Artists who can boast a 40-year career in the notoriously fickle music industry are few and far between.
But then Paul Weller’s not your average artist.
Four decades after he was catapulted onto people’s record players with new wave icons The Jam, The Modfather still manages to attract a disciple-like following, one which can still see him draw thousands at arena venues, without a huge marketing campaign.
It’s easy to spot a worshipper from the church of Weller, all tailored trousers and side boards.
Never shy of reinventing his sound, he is indeed a changing man, and it’s a sound that’s always been firmly rooted in British culture. No surprise, therefore, that he’s proved almost as influential on wardrobes as he has on radio waves.
Standing on stage at the Arena he still looked every inch a star with his mane of silver curtains and perfectly-fitting grandad shirt. The shirt style was the only thing old about Weller, however.

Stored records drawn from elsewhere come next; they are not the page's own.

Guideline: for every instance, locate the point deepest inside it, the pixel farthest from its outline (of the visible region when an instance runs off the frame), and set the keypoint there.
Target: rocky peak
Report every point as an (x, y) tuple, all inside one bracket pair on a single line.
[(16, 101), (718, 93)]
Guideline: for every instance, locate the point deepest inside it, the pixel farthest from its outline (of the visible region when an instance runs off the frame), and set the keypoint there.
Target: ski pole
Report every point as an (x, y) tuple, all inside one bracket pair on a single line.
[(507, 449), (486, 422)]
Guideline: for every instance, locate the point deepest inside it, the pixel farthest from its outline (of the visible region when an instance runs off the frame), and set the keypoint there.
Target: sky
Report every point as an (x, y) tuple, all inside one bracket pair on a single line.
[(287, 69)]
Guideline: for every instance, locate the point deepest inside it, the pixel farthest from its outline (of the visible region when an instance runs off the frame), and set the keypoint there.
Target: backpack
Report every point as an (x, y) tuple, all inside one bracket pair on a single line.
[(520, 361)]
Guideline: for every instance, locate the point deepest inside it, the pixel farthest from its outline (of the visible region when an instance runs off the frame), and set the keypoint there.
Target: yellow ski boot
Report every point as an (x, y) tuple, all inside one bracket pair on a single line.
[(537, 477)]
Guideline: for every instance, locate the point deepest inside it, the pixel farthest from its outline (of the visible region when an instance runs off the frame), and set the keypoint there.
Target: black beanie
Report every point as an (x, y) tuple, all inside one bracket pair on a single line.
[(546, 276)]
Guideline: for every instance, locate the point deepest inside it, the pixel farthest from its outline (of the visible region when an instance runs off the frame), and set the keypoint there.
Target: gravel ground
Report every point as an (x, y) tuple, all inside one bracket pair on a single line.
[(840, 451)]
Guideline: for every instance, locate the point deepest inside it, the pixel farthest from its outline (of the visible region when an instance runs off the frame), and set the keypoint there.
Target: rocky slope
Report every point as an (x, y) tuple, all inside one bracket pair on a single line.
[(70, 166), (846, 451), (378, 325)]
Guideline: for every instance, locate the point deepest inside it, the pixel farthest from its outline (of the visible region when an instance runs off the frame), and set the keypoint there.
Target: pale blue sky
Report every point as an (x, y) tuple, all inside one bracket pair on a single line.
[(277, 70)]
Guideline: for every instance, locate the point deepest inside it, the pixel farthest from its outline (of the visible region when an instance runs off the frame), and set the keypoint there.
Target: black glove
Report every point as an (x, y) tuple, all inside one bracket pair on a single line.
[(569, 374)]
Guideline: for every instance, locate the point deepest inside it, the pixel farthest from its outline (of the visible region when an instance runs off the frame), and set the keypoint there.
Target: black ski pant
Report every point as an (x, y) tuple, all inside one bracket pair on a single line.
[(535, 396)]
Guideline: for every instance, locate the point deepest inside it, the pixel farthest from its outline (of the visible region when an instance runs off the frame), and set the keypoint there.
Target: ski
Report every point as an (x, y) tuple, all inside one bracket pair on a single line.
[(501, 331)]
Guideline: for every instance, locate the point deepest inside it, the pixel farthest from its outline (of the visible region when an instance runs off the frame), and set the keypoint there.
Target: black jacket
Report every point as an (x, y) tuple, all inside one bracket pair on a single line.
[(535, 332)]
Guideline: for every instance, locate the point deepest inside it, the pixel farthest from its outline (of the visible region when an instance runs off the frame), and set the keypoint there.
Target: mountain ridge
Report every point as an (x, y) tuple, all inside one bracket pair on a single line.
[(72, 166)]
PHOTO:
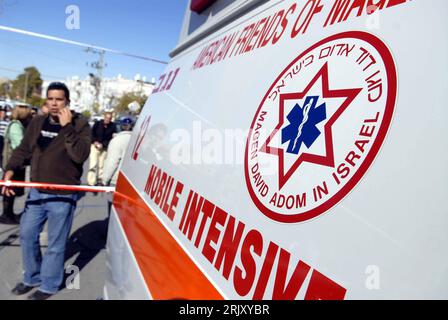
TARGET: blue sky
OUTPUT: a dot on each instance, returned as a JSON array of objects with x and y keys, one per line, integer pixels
[{"x": 143, "y": 27}]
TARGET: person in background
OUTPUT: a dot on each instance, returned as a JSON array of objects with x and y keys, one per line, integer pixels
[
  {"x": 3, "y": 124},
  {"x": 44, "y": 109},
  {"x": 116, "y": 150},
  {"x": 102, "y": 133},
  {"x": 34, "y": 111},
  {"x": 14, "y": 133},
  {"x": 115, "y": 154},
  {"x": 57, "y": 145}
]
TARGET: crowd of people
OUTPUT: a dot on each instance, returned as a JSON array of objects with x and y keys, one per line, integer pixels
[{"x": 55, "y": 142}]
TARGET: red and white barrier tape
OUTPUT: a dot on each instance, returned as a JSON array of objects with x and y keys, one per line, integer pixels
[{"x": 54, "y": 186}]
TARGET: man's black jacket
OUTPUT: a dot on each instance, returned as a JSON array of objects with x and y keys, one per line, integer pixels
[{"x": 61, "y": 162}]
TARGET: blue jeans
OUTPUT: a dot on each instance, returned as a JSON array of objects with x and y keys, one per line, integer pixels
[{"x": 47, "y": 271}]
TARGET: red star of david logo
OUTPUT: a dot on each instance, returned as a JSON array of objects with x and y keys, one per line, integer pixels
[{"x": 328, "y": 158}]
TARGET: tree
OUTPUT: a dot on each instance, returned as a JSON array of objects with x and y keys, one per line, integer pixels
[
  {"x": 127, "y": 98},
  {"x": 27, "y": 85}
]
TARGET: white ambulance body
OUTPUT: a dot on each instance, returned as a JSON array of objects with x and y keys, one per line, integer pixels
[{"x": 291, "y": 150}]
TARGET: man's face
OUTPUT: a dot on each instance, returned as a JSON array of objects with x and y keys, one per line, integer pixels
[
  {"x": 107, "y": 118},
  {"x": 56, "y": 101}
]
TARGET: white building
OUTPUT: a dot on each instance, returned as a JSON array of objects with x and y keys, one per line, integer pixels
[{"x": 83, "y": 94}]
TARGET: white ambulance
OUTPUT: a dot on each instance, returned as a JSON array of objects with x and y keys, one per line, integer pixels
[{"x": 291, "y": 150}]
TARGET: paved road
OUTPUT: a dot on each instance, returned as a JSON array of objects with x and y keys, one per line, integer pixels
[{"x": 86, "y": 250}]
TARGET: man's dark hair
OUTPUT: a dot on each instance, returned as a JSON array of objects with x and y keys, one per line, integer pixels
[{"x": 59, "y": 86}]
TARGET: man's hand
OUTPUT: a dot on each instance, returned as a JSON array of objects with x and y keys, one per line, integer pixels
[
  {"x": 65, "y": 116},
  {"x": 99, "y": 145},
  {"x": 6, "y": 190}
]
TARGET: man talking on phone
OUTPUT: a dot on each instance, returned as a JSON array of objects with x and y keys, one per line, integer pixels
[{"x": 56, "y": 144}]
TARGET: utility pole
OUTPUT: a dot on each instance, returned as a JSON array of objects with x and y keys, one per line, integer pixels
[{"x": 25, "y": 90}]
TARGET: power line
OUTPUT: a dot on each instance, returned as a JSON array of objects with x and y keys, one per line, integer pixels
[
  {"x": 21, "y": 71},
  {"x": 85, "y": 45}
]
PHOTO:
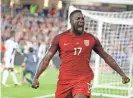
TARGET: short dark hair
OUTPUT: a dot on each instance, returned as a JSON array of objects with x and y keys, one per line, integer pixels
[
  {"x": 75, "y": 11},
  {"x": 31, "y": 50},
  {"x": 12, "y": 33}
]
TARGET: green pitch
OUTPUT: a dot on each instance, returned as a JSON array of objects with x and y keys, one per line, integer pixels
[{"x": 47, "y": 86}]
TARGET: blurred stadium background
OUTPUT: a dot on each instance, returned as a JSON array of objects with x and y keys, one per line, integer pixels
[{"x": 41, "y": 20}]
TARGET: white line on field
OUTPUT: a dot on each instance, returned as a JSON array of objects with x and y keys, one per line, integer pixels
[{"x": 45, "y": 96}]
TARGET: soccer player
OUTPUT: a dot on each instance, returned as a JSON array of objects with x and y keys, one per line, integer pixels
[
  {"x": 11, "y": 47},
  {"x": 30, "y": 64},
  {"x": 75, "y": 47}
]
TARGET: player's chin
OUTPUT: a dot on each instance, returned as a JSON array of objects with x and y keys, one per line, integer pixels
[{"x": 80, "y": 31}]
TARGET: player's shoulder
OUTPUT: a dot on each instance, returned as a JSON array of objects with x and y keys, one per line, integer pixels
[
  {"x": 57, "y": 37},
  {"x": 90, "y": 35}
]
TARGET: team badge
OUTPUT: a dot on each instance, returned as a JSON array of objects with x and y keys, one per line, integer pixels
[{"x": 86, "y": 42}]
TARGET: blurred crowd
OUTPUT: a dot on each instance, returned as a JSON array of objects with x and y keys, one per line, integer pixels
[{"x": 38, "y": 29}]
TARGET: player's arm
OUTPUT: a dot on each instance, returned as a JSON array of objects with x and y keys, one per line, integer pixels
[
  {"x": 109, "y": 60},
  {"x": 45, "y": 61}
]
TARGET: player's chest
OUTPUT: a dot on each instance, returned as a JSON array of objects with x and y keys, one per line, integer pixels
[{"x": 76, "y": 44}]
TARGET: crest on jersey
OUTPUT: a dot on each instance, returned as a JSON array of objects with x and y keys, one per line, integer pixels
[{"x": 86, "y": 42}]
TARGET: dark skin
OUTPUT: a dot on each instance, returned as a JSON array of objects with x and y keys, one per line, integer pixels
[{"x": 77, "y": 27}]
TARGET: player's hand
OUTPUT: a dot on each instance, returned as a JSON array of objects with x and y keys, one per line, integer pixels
[
  {"x": 125, "y": 80},
  {"x": 35, "y": 83}
]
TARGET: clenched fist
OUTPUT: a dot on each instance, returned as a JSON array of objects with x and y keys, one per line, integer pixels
[{"x": 35, "y": 83}]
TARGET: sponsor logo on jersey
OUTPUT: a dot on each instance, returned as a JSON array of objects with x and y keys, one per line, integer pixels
[
  {"x": 86, "y": 42},
  {"x": 66, "y": 44}
]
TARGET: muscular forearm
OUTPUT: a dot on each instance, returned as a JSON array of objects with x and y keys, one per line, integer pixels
[
  {"x": 111, "y": 62},
  {"x": 42, "y": 66}
]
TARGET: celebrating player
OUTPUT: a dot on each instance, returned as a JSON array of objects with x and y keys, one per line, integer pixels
[{"x": 75, "y": 47}]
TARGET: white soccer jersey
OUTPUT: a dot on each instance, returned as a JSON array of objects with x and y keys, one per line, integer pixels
[{"x": 11, "y": 46}]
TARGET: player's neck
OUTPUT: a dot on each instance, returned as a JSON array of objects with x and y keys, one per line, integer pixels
[{"x": 76, "y": 34}]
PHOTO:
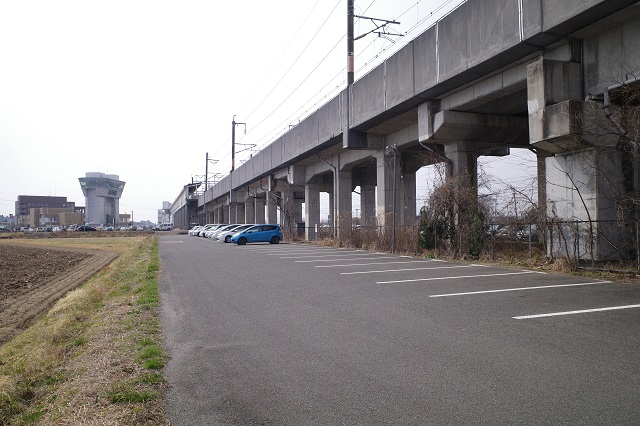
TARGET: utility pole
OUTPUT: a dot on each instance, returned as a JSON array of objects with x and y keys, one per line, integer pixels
[
  {"x": 350, "y": 64},
  {"x": 206, "y": 182},
  {"x": 233, "y": 157},
  {"x": 233, "y": 140}
]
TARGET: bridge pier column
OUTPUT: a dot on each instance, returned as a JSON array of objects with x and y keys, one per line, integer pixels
[
  {"x": 463, "y": 157},
  {"x": 250, "y": 210},
  {"x": 368, "y": 204},
  {"x": 384, "y": 188},
  {"x": 343, "y": 212},
  {"x": 225, "y": 212},
  {"x": 272, "y": 207},
  {"x": 259, "y": 210},
  {"x": 288, "y": 211},
  {"x": 408, "y": 198},
  {"x": 311, "y": 210}
]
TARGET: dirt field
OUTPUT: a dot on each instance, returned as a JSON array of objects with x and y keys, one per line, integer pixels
[{"x": 32, "y": 279}]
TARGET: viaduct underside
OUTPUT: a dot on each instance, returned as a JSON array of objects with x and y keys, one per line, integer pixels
[{"x": 540, "y": 74}]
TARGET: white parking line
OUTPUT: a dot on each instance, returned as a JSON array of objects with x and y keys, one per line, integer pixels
[
  {"x": 584, "y": 311},
  {"x": 331, "y": 255},
  {"x": 333, "y": 260},
  {"x": 517, "y": 289},
  {"x": 281, "y": 253},
  {"x": 373, "y": 263},
  {"x": 411, "y": 269},
  {"x": 459, "y": 277}
]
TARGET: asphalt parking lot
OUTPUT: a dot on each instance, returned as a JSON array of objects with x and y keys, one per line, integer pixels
[{"x": 300, "y": 334}]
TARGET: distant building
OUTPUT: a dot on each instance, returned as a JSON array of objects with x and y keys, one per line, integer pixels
[
  {"x": 51, "y": 216},
  {"x": 102, "y": 194},
  {"x": 26, "y": 203},
  {"x": 164, "y": 214}
]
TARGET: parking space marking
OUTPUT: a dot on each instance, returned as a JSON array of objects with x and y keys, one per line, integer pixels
[
  {"x": 412, "y": 269},
  {"x": 281, "y": 253},
  {"x": 277, "y": 252},
  {"x": 331, "y": 255},
  {"x": 519, "y": 289},
  {"x": 333, "y": 260},
  {"x": 459, "y": 277},
  {"x": 372, "y": 263},
  {"x": 583, "y": 311}
]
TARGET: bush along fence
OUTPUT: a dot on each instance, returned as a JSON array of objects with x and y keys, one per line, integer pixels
[{"x": 581, "y": 244}]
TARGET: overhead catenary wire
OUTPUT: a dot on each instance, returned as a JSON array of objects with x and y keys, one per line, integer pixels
[{"x": 301, "y": 112}]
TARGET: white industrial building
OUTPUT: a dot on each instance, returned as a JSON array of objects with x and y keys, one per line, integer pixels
[{"x": 102, "y": 194}]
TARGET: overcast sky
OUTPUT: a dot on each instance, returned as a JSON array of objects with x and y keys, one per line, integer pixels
[{"x": 143, "y": 89}]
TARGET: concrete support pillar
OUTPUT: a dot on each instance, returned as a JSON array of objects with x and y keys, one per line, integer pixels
[
  {"x": 224, "y": 213},
  {"x": 332, "y": 203},
  {"x": 288, "y": 211},
  {"x": 272, "y": 207},
  {"x": 311, "y": 210},
  {"x": 368, "y": 204},
  {"x": 384, "y": 189},
  {"x": 407, "y": 193},
  {"x": 298, "y": 210},
  {"x": 463, "y": 157},
  {"x": 344, "y": 205},
  {"x": 239, "y": 213},
  {"x": 259, "y": 210},
  {"x": 250, "y": 210}
]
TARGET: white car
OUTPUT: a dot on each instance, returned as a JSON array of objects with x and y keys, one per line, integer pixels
[
  {"x": 213, "y": 232},
  {"x": 206, "y": 228},
  {"x": 225, "y": 236},
  {"x": 195, "y": 230}
]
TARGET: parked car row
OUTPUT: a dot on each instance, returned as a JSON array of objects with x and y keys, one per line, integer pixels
[{"x": 239, "y": 233}]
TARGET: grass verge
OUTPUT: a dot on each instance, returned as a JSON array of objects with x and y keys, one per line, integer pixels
[{"x": 96, "y": 357}]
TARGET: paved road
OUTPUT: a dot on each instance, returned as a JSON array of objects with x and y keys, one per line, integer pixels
[{"x": 291, "y": 334}]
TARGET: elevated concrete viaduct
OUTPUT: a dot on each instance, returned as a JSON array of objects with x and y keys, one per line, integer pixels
[{"x": 490, "y": 76}]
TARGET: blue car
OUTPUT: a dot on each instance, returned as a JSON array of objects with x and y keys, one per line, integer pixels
[{"x": 258, "y": 234}]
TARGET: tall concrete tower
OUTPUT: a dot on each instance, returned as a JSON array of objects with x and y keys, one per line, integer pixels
[{"x": 102, "y": 194}]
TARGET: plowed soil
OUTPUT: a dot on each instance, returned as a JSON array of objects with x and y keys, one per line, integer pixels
[{"x": 32, "y": 279}]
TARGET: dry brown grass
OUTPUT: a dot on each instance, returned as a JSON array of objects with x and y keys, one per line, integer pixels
[{"x": 83, "y": 363}]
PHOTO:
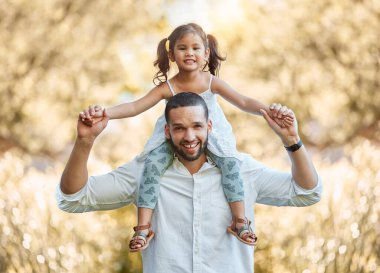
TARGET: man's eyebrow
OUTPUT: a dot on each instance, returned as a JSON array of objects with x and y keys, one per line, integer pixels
[
  {"x": 177, "y": 124},
  {"x": 198, "y": 123}
]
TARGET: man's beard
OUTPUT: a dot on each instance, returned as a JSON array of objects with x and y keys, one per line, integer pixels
[{"x": 177, "y": 150}]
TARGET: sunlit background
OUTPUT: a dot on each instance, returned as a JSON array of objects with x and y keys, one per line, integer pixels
[{"x": 321, "y": 58}]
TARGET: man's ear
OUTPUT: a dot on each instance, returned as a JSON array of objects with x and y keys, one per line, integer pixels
[{"x": 167, "y": 131}]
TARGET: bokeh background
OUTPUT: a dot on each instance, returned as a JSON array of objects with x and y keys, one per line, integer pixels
[{"x": 321, "y": 58}]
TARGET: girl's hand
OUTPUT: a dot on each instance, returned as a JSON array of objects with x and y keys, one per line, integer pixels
[
  {"x": 281, "y": 114},
  {"x": 91, "y": 115}
]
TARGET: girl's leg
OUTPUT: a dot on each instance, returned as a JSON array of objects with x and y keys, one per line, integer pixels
[
  {"x": 156, "y": 164},
  {"x": 234, "y": 191}
]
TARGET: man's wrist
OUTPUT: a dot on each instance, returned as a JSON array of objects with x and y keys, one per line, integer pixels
[
  {"x": 289, "y": 141},
  {"x": 85, "y": 142}
]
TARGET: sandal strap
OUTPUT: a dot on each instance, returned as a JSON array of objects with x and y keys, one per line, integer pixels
[{"x": 138, "y": 228}]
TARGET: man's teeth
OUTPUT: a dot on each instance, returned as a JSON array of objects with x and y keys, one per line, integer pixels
[{"x": 190, "y": 145}]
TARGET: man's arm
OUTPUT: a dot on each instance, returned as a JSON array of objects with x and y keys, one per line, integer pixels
[
  {"x": 303, "y": 171},
  {"x": 75, "y": 175},
  {"x": 78, "y": 193}
]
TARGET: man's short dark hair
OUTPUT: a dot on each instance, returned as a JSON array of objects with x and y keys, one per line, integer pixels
[{"x": 184, "y": 99}]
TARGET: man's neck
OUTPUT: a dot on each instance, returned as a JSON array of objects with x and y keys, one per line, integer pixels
[{"x": 193, "y": 166}]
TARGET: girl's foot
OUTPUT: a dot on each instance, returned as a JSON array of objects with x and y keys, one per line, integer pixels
[
  {"x": 141, "y": 238},
  {"x": 241, "y": 229}
]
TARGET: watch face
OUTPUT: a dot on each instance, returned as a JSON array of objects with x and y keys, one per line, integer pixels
[{"x": 294, "y": 147}]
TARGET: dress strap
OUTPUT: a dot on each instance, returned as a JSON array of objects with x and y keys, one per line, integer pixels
[
  {"x": 209, "y": 84},
  {"x": 171, "y": 88}
]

The tour comes on the back of his latest, and 13th, studio album, last year’s A Kind Revolution. It would be easy for a singer songwriter of his stature to rely on nostalgia for ticket sales, but he’s an artist who lives in the present with a thirst for change, as such our ears were filled with a range of sounds, from the jaunty rhythms of The Jam to the more recent almost lullaby-like Gravity.
Its a shift in sound from his Britpop days - you’d expect nothing less from him - but latest album tracks such as Woo Se Mama and its rousing RnB tones blended seamlessly in his set list which plucked its way through the genres.
Weller’s a man of few words when it comes to audience interaction, he lets the music speak for itself, but he knows how to captivate a crowd with his ever-changing tempo, from the punky Eton Rifles of The Jam days to the soulful pop of Shout to the Top from the slick The Style Council era and on to the hauntingly-beautiful Britpop anthem You Do Something To Me and the wistful blues of Wild Wood.
I hadn’t expected him to do quite so much of his old material, such as the classic lament of English Rose, but he certainly gave his devotees their money’s worth with a two hours and 45 minute set of his kaleidoscopic sound.
The crowd soaked it all up and it was refreshing to be at a gig where the audience weren’t watching it through a phone: they were appreciating the music too much to be distracted by technology.
Particular highlights were, of course, That’s Entertainment which had the bulk of the mature crowd feeling they were 20 again and the infectiously upbeat Town Called Malice for his final number.
He was backed by a five-piece band, including long-term guitarist Steve Cradock of Ocean Colour Scene fame, who put in a flawless, tight performance with a level of musicianship way above your average arena gig. Now, that’s entertainment.